1675068 - Service workers delaying shutdown

Reporter

Description

•

4 years ago

After the nasty deadlock in bug 1588152 was resolved, it turns out that there are still reports of service workers delaying the shutdown. The top 3 async shutdown timeout reasons, accounting for 60% of the crashes, are:

{"shutdownStates":"parent process IPDL background thread, ","pendingPromises":1,"acceptingPromises":false}
{"shutdownStates":"","pendingPromises":0,"acceptingPromises":true}
{"shutdownStates":"content process main thread, ","pendingPromises":1,"acceptingPromises":false}

Yaron Tausky [:ytausky]

Reporter

Updated

•

4 years ago

Assignee: nobody → ytausky

Status: NEW → ASSIGNED

Crash Signature: [@ AsyncShutdownTimeout | profile-change-teardown | ServiceWorkerShutdownBlocker: shutting down Service Workers ]

Florian Quèze [:florian]

Comment 1

•

4 years ago

(In reply to Yaron Tausky [:ytausky] from comment #0)

{"shutdownStates":"content process main thread, ","pendingPromises":1,"acceptingPromises":false}

I just encountered a crash today that falls in this category: https://crash-stats.mozilla.org/report/index/bac8b5b8-29da-487f-a42d-71cf40201104#tab-metadata

I have semi-reliable steps to reproduce.
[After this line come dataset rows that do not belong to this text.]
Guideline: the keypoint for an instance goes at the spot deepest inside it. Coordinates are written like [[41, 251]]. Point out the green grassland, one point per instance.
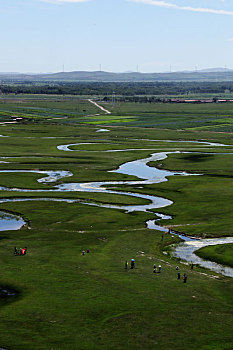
[[73, 110], [222, 254], [68, 301]]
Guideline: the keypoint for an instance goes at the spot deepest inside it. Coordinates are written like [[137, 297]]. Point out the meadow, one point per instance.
[[66, 300]]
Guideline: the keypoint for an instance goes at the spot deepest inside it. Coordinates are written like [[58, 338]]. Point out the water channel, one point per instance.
[[145, 175]]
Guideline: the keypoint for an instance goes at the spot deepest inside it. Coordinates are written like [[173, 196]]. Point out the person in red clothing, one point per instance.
[[23, 251]]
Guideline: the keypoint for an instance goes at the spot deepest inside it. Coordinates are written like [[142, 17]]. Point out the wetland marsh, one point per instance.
[[100, 193]]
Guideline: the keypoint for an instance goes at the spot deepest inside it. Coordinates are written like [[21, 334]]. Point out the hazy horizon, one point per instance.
[[149, 36]]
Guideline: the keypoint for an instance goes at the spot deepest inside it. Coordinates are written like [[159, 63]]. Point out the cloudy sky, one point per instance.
[[115, 35]]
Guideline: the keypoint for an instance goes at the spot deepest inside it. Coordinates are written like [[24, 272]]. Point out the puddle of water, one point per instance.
[[10, 222], [185, 251]]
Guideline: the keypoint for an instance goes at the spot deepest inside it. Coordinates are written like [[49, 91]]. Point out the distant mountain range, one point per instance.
[[211, 74]]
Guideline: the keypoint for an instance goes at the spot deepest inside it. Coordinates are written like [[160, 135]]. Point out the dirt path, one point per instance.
[[97, 105]]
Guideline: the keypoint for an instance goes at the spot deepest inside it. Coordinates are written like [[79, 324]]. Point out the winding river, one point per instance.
[[145, 175]]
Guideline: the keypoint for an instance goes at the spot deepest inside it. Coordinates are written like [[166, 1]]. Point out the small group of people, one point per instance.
[[157, 270], [132, 264], [20, 251], [184, 276]]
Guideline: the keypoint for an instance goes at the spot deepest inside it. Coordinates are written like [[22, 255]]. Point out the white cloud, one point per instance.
[[63, 1], [185, 8]]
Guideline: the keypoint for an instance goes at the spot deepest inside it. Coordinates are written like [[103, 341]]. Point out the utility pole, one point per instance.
[[113, 98]]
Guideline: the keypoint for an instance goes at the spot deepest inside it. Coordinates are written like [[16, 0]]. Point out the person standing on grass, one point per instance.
[[132, 263]]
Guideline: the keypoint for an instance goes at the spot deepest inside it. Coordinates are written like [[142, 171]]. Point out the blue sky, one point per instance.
[[119, 35]]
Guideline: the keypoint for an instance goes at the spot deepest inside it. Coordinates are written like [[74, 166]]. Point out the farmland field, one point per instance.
[[62, 299]]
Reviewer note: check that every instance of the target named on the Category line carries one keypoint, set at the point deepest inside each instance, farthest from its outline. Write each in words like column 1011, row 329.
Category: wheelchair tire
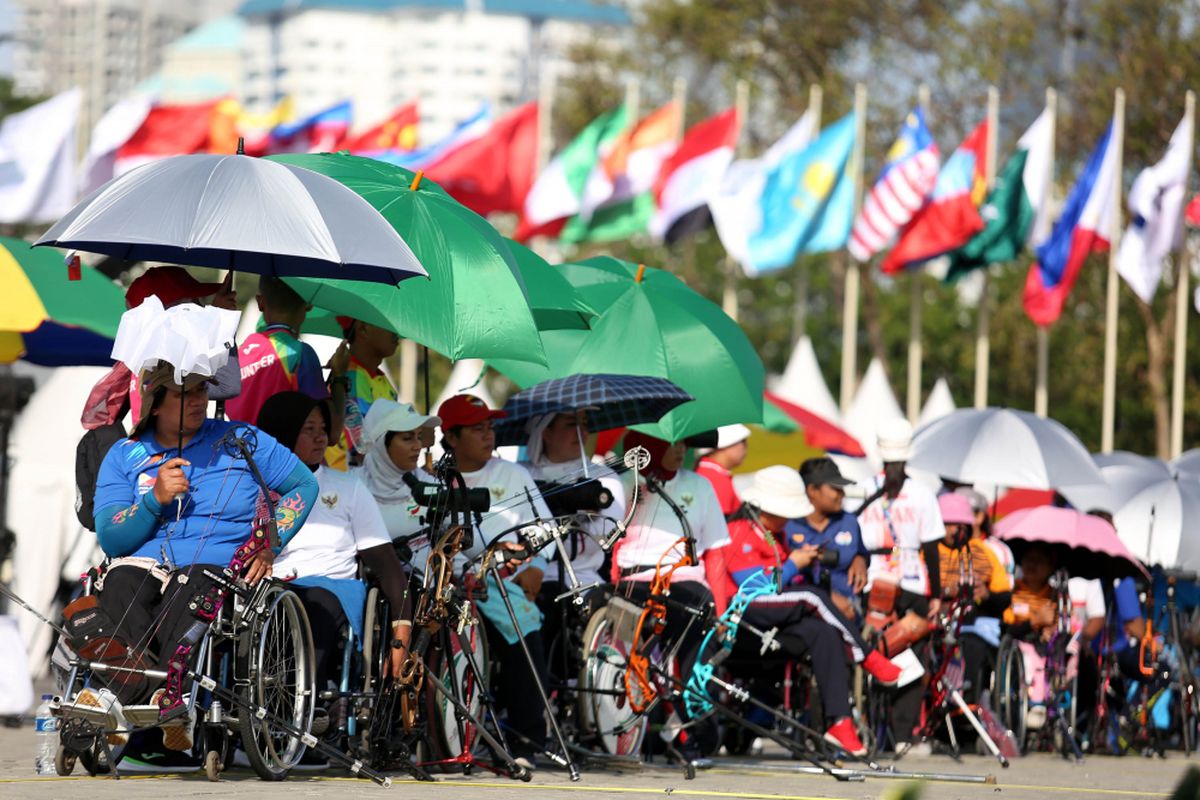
column 448, row 738
column 1011, row 691
column 281, row 681
column 605, row 713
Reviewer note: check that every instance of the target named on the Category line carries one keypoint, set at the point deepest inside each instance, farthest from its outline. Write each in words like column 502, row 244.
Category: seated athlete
column 805, row 615
column 343, row 530
column 169, row 503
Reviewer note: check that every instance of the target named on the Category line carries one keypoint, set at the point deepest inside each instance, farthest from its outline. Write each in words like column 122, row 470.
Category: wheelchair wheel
column 281, row 681
column 449, row 737
column 1009, row 691
column 605, row 713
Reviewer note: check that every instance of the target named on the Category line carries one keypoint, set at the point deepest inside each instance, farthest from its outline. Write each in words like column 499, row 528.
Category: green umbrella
column 652, row 324
column 556, row 304
column 474, row 304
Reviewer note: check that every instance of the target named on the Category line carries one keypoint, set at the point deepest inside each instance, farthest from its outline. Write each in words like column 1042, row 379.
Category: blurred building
column 105, row 47
column 450, row 55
When I do startup profiling on Windows (start with MOZ_PROFILER_STARTUP=1 in the environment), sometimes when I attempt to collect the profile, the profiler tab doesn't load, and remain stuck with the animated loading indicator, and the profiler.firefox.com domain name as the tab title, but the tab doesn't actually load. The profiler website uses a service worker. When a profiler tab fails to load like this, Firefox shutdown never completes cleanly.
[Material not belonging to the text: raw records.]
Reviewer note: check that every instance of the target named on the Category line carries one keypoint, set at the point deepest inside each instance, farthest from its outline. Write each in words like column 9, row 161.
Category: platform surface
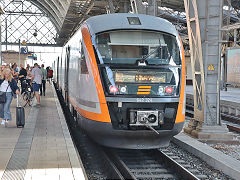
column 232, row 94
column 43, row 149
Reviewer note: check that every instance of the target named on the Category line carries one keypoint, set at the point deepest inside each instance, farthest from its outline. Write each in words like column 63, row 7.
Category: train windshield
column 128, row 47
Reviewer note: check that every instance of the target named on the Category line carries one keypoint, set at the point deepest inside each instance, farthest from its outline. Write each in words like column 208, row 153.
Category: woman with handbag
column 8, row 89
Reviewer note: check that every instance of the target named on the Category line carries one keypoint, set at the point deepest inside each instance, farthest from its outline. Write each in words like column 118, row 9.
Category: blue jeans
column 5, row 108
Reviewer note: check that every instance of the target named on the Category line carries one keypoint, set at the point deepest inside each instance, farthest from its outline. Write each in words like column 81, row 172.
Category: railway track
column 151, row 164
column 230, row 113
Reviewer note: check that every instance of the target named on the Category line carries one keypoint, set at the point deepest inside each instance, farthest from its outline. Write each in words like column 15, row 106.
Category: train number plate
column 144, row 99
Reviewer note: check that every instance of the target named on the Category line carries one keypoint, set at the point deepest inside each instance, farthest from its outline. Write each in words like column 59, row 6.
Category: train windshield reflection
column 126, row 47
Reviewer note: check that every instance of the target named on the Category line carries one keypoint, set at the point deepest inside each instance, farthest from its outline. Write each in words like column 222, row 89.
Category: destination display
column 140, row 78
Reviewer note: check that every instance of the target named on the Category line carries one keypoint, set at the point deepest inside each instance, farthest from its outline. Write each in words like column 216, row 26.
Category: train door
column 67, row 60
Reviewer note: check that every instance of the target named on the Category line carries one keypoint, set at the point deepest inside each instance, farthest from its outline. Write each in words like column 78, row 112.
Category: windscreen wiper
column 143, row 62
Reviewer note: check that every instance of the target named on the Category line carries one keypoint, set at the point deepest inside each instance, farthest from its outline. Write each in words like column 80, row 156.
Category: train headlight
column 161, row 90
column 123, row 89
column 113, row 89
column 152, row 118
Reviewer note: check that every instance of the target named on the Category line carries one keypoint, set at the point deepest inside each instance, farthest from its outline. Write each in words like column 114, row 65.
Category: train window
column 134, row 21
column 127, row 47
column 84, row 69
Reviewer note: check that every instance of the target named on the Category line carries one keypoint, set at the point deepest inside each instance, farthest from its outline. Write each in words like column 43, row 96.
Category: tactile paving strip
column 16, row 167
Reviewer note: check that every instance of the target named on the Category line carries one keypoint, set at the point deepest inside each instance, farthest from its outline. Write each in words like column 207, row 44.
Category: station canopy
column 59, row 19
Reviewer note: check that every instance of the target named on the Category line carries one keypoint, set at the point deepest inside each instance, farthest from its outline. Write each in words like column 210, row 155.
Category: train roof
column 120, row 21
On a slow test laptop, I reproduce quite consistently when doing a cold startup profile. On my devlopment machine I could reproduce about half the time with my local build (so I might be able to test things there).

Jens Stutte [:jstutte]

Updated

•

4 years ago

See Also: → https://bugzilla.mozilla.org/show_bug.cgi?id=1675708

Jens Stutte [:jstutte]

Updated

•

4 years ago

Severity: -- → S3

Priority: -- → P2

Itiel

Comment 2

•

4 years ago

I woke my laptop, immediately updated Nightly and after ~2-3 minutes of the updater running in the background I got this crash:
https://crash-stats.mozilla.org/report/index/0c366038-3f4a-42d8-bdbe-181e70201116

Florian Quèze [:florian]

Updated

•

4 years ago

See Also: → https://bugzilla.mozilla.org/show_bug.cgi?id=1677421

alex_mayorga

Comment 3

•

4 years ago

¡Hola!

Build ID 20201211213049 crashed here:

https://crash-stats.mozilla.org/report/index/7bb232a4-9947-4e39-acdf-a71050201216#tab-details

Updated flags per the crash data available.

¡Gracias!
Alex

status-firefox85: --- → affected

status-firefox86: --- → affected

status-firefox-esr78: --- → affected

OS: Unspecified → All

Hardware: Unspecified → All

alex_mayorga

Comment 4

•

4 years ago

¡Hola y'all!

Build ID 20210429214231 crashed here:

https://crash-stats.mozilla.org/report/index/56c30794-a886-45dd-9af5-b00c20210430#tab-details

Updated flags per the crash data available:

https://crash-stats.mozilla.org/signature/?product=Firefox&signature=AsyncShutdownTimeout%20%7C%20profile-change-teardown%20%7C%20ServiceWorkerShutdownBlocker%3A%20shutting%20down%20Service%20Workers

¡Gracias!
Alex

status-firefox89: --- → affected

status-firefox90: --- → affected

Jens Stutte [:jstutte]

Updated

•

3 years ago

Assignee: ytausky → jstutte

alex_mayorga

Comment 5

•

3 years ago

¡Hola y'all!

Build ID 20220129091708 crashed here:

https://crash-stats.mozilla.org/report/index/56c30794-a886-45dd-9af5-b00c20210430#tab-details

Updated flags per the crash data available:

https://crash-stats.mozilla.org/signature/?product=Firefox&signature=AsyncShutdownTimeout%20%7C%20profile-change-teardown%20%7C%20ServiceWorkerShutdownBlocker%3A%20shutting%20down%20Service%20Workers

¡Gracias!
Alex

status-firefox96: --- → affected

status-firefox97: --- → affected

status-firefox98: --- → affected

Sebastian Hengst [:aryx] (needinfo me if it's about an intermittent or backout)

Comment 6

•

2 years ago

This signature started to get crash reports again at the end of last week (10-20 crash reports per Nighty). Regression range:
https://hg.mozilla.org/mozilla-central/pushloghtml?fromchange=720d5125a9b4aa6750806ed9b51fbd0811da10c4&tochange=59134b451eec1454be5f2e489176b4b59f1ddb5a

Yulia, could bug 1742438 be related?

Flags: needinfo?(ystartsev)

Yulia Startsev [:yulia] | Back in Oct.

Comment 7

•

2 years ago

Yes, possibly. Hopefully I have a fix for this regression already.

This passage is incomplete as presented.